経営の健全性・効率性について
倉敷市の水道事業は,類似団体と比べ料金水準が低いことから,給水収益に関係する指標に関し,相対的に類似団体平均よりも低い数値となっているが,給水原価も低く,かつ,みなし償却制度を適用してこなかった中で黒字を維持しており,効率的な経営の結果が見て取れる。しかしながら,平成30年度は西日本豪雨災害による給水収益減少等の影響もあり,経常収支比率,料金回収率は前年度に比べ減少している。企業債残高対給水収益比率は,類似団体平均が下降している中で,ほぼ横ばい傾向を続けている。本市の企業債残高自体は減少傾向にあるため,給水収益の伸び悩みが影響していると考えられる。ただし,平成30年度は西日本豪雨災害による給水収益の減少の影響が考えられる。有収率が高いことから,漏水量は少なく,現時点で管路の健全性は確保できていると思われる。施設利用率について,平成29年度から向上しているが,これは施設能力の変更に伴うものであり,利用率の低下が継続している状況は変わりない。

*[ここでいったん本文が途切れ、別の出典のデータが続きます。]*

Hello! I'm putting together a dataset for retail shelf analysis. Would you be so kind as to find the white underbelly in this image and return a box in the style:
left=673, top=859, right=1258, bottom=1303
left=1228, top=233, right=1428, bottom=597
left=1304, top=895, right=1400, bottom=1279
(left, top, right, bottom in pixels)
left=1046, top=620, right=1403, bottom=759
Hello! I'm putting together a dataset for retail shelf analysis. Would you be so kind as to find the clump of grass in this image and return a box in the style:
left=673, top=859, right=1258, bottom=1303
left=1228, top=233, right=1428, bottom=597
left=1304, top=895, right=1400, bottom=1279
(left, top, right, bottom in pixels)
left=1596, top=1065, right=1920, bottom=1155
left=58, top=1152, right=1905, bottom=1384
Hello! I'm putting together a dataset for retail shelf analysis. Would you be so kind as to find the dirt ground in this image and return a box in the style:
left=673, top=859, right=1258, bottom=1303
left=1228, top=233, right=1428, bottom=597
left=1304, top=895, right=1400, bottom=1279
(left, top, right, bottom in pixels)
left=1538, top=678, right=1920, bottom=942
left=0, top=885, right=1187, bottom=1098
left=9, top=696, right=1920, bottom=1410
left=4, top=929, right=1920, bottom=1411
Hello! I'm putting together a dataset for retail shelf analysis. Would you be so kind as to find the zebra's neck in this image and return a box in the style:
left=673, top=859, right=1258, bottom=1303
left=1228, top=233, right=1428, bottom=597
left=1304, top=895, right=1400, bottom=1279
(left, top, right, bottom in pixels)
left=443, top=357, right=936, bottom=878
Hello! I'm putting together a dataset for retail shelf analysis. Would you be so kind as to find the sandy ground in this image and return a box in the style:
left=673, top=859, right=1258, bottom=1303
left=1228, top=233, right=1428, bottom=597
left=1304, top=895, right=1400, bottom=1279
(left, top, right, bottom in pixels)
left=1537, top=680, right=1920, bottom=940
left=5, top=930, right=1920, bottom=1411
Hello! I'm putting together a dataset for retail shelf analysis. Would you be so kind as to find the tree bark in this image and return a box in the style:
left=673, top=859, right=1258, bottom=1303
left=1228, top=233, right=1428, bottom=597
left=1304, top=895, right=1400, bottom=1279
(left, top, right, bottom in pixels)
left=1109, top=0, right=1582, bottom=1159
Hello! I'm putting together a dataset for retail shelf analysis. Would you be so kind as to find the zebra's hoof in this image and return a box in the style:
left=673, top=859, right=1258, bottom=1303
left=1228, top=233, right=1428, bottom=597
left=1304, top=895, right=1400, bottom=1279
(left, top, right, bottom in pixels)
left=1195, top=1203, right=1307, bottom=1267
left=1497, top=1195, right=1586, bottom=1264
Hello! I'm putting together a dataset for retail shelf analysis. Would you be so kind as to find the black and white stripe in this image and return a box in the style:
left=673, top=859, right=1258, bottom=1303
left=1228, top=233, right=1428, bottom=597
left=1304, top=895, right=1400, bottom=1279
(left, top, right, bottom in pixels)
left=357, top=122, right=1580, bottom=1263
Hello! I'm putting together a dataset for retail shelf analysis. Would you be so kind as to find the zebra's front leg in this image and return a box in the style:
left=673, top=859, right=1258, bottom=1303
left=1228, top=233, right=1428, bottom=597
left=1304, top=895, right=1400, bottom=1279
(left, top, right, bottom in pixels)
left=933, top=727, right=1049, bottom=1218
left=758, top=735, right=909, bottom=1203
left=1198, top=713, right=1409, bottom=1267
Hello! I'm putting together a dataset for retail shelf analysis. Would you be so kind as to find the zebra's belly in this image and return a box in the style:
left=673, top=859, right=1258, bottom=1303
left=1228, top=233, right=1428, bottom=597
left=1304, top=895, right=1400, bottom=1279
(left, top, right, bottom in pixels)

施設利用率の低下は効率的な経営の阻害要因となるため,施設更新時には規模の縮小を考慮する必要がある。
老朽化の状況について
各指標から,施設の健全性は他団体よりも上回っていると判断される。しかしながら有形固定資産減価償却率及び管路経年化率上昇傾向,管路更新率は減少傾向であることから法定耐用年数での更新が追いついておらず,今後は更新需要が増加すると見込まれる。また,安定給水のため水道施設の耐震性を一層向上させるといった観点から,管路を含めた老朽施設の更新を積極的に行っていく必要がある。なお,管路更新率については,データに誤りがあるため,正しいデータを倉敷市水道局ホームページにて公開している。
全体総括
経営状況,施設利用及び老朽度等の各指標から相対的な比較では,経営,施設ともに概ね健全な状況を維持していると判断できる。しかしながら安定給水を維持するためには,老朽化が進行する中で耐震性を向上させる必要があり,さらにはその資金を確保するため収益性の向上を図る必要がある。そのため,平成31年1月1日に水道料金改定を実施した。なお,平成31年4月請求分から新料金となるため,平成30年度の経営比較分析表には反映されていない。